Officials with the Long Island Rowing Club plan to float a proposal for Northport High School to establish an official crew team, after securing a contract with the village that allows the group to use the beach at Scudder Park for training and storage.
The contract signed June 24 by Northport Mayor George Doll and rowing club president Brian Giehl lets the club use the beach south of Cow Harbor Park to train and compete, and to store some of its boats in a fenced area near the beach through Nov. 30. The club is to pay the village $100 per month.
If both parties are happy at the end of the contract, a long-term agreement would be developed, village trustee Ian Milligan said.
“We thought this was a great activity for the park, because it’s really underused,” Milligan said.
The Long Island Rowing Club was established in 2001 as the Half Hollow Hills Crew Club, Giehl said.
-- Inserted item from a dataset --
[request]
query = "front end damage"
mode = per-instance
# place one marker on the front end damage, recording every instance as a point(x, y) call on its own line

It has roughly 45 adult and youth members who train and compete together in the “club” category at regattas.
Club members also coach the Huntington High School crew team. Officials hope to do the same for Northport — 16 of its youth members last season were students at the high school — now that they have a closer location for practice.
The club had practiced at Fleets Cove Beach in Centerport since about 2008, when it had to relocate because the Coindre Hall Boathouse they had been using was deemed too dilapidated to be safe, Giehl said.
Scudder Park is a good location for rowing because the topography protects rowers from high winds and choppy conditions that are more common at Fleets Cove Beach. Scudder Park includes a playground and pavilion; the beach has a ramp and floating dock to launch boats.
Conditions at Fleets Cove limited the club’s rowers to practicing 11 days this spring — much fewer than the 20 to 25 days they hoped for before the state championship May 14-15.
The club will continue rowing in both places this year, in part because Huntington High School’s crew team practices at Fleets Cove.
The effort to establish an official Northport High School rowing team is still in the concept stage, Giehl said.
“We have the equipment, we have the coaching, and Northport Village and Northport Harbor have the area that could be used for practice or races,” Giehl said. “And they [student rowers] could get credit just like all the other athletes do at school.”
He said student club members deserve the chance to compete for scholar athlete awards.
Henry Oderwald, 18, of East Northport and a recent graduate of Northport High School, said he wishes he could have rowed on an official school team.
“We work just as hard” as other student athletes, said Oderwald, now a coach with the rowing club. “It was a lot of work to be able to row at that caliber, to be able to race and win. . . . You don’t get as much recognition.”